I really like red shoes. When I grow up, I am going to get red shoes for Tirana and my nene. Along with lots of other things. That’s why I work hard at school. So I can take care of Nene, and Tirana too, if she doesn’t have a husband or something. I have a list of things my
nene wants, but red shoes aren’t on it, because she probably doesn’t even know how pretty red shoes are.

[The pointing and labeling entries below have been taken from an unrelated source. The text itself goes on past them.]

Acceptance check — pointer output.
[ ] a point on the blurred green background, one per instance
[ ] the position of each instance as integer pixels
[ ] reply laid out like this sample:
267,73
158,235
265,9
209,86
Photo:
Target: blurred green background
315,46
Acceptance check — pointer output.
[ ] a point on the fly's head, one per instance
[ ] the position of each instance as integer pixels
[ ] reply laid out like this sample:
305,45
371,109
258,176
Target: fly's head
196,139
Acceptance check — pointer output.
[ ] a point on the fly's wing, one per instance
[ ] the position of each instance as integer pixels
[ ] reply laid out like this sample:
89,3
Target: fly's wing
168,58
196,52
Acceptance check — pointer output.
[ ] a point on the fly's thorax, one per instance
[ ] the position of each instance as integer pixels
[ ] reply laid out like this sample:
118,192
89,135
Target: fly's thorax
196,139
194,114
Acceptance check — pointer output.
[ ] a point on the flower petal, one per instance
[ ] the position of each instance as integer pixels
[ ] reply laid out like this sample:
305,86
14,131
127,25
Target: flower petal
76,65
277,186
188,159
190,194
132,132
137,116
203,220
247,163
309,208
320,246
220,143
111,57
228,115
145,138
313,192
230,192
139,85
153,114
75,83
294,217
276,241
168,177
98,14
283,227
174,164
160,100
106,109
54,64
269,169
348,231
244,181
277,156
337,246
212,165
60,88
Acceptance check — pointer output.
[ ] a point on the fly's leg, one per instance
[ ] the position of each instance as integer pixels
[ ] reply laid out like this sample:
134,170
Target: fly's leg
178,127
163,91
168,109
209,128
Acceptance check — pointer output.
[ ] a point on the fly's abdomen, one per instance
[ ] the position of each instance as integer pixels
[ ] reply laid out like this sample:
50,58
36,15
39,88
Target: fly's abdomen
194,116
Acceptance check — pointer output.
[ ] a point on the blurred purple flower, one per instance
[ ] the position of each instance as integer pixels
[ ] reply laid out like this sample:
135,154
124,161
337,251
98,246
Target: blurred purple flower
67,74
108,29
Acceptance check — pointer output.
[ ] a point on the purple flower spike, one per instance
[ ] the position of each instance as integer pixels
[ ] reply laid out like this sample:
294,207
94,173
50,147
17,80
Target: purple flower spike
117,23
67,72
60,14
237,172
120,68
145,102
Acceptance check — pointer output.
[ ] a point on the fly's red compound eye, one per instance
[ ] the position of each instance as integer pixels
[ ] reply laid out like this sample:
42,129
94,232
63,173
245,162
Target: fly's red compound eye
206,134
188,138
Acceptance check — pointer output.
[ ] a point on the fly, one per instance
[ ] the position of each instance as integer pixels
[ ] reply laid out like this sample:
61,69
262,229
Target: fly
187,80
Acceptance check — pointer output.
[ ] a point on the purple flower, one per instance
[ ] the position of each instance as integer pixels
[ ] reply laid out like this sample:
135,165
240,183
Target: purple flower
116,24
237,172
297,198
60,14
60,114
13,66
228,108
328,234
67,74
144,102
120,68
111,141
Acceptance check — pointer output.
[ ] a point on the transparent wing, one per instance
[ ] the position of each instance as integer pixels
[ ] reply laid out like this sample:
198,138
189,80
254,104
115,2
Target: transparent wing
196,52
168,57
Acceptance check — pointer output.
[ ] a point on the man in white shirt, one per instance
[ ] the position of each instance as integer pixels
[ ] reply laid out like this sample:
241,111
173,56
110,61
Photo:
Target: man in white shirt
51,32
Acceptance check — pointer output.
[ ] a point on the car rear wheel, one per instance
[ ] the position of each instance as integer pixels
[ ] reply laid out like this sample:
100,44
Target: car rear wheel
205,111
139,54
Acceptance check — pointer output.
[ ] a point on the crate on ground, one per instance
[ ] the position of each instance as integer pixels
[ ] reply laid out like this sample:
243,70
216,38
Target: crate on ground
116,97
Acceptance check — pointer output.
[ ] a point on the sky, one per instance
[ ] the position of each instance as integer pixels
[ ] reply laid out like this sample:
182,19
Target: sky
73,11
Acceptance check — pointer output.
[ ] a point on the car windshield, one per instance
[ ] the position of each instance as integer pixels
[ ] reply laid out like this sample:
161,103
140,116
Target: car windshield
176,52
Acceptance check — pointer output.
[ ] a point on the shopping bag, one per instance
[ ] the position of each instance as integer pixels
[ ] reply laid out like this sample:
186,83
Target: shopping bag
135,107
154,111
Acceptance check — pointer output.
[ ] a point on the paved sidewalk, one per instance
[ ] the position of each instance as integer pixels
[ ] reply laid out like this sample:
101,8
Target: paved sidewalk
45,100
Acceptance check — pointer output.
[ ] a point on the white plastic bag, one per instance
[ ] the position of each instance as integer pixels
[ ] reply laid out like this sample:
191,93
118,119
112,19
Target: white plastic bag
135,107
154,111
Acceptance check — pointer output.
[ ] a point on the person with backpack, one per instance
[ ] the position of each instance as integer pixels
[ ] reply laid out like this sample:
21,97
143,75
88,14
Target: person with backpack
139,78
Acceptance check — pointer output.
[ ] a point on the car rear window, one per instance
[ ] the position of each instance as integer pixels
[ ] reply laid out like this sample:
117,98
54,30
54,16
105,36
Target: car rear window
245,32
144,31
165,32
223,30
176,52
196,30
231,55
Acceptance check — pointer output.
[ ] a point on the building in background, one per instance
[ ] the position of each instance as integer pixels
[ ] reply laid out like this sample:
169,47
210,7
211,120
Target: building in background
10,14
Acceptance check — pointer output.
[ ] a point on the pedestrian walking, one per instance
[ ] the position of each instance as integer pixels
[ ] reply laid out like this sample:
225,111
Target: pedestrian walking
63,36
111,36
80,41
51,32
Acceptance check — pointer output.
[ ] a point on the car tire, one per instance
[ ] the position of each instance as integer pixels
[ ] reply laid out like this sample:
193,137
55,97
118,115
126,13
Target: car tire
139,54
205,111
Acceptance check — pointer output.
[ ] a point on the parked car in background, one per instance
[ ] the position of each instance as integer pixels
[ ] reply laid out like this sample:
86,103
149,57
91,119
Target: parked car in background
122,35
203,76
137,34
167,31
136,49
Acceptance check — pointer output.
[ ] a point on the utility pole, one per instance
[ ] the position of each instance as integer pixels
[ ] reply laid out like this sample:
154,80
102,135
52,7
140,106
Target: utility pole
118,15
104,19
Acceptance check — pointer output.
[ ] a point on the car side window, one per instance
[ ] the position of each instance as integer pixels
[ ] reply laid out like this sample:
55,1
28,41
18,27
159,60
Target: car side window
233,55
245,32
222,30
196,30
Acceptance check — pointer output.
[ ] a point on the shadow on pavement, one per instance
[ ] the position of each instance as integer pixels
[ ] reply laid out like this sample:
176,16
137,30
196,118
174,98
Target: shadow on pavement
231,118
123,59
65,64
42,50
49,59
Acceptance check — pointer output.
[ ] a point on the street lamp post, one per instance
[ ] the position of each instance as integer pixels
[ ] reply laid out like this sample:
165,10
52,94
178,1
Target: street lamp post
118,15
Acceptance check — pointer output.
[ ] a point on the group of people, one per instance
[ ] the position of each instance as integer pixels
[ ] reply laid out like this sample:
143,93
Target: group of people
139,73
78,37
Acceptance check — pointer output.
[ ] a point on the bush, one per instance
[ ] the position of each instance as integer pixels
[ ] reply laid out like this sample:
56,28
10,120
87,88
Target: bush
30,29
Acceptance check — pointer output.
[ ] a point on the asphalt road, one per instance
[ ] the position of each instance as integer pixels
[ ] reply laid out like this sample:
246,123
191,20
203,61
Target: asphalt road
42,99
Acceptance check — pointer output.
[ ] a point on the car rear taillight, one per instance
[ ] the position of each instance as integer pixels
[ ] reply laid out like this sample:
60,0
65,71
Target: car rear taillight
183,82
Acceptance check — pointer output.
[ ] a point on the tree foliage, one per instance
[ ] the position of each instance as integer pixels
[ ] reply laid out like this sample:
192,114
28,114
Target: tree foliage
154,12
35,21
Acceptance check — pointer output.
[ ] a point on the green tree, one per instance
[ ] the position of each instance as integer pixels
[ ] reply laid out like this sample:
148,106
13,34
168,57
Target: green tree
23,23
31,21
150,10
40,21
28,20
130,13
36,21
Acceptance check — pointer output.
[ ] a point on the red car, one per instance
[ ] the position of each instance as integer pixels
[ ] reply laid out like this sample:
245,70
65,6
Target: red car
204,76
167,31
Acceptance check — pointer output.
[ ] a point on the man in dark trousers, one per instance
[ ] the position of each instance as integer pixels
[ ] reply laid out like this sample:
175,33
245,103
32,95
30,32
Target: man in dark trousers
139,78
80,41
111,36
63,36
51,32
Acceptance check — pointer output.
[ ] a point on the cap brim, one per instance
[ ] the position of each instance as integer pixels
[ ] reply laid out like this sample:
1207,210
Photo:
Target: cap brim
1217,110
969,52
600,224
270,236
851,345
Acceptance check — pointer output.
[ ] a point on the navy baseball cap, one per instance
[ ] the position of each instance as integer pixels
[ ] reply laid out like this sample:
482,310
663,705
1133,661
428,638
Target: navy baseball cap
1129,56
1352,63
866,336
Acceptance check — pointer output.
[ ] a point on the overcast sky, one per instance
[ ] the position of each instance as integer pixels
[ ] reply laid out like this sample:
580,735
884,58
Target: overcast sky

Mrs. Monaghan is from Australia, and she says things in an Australia way. I like the way Mr. Ernie talks, and I like the way Mrs. Monaghan talks, but I think it’s funny how grown-ups speak with their accents at school. At home I speak Albanian, or sometimes American that sounds Albanian, but at school I just speak regular American. That’s how all the kids do it. On the playground, Felicia and Santiago speak in Spanish, and with Mrs. Lopez, they speak American that sounds Spanish, but in class, they speak regular American. So I don’t know why Mr. Ernie and Mrs. Monaghan always use their home voices. Mrs. Monaghan and Mr. Ernie have been here a long time, and in Australia, it is not even a different language.
AT MY SCHOOL, WE HAVE
specials. A special is a class that you have just once a week. All of our specials are right before lunch. Mrs. Monaghan’s class has art on Monday, music on Tuesday, PE on Wednesday, science on Thursday, and library on Friday. At 10:49, Mrs. Monaghan claps one time, and we all stand up and get in a single file line, real quiet. We have to have our lunches, and our notebooks, but we can’t go until everyone is still and quiet. Sometimes even I get mad at Levi Van Wyck, because it is hard for him to be quiet, and when he finally does get quiet, he usually has forgotten his pencil, or he drops his notebook, or his shoelace is untied, and then we might be late for special. But it doesn’t help to get mad at him or make any sound like Alyssa Button does, because then he just drops something else. Being late is a problem, because we have to walk down the hall at the right time, or the principal comes out and asks, “Mrs. Monaghan’s class? Shouldn’t you already be in your special by now?” The principal makes me really nervous, because I don’t want an RPC, and I just look at the floor when she is there.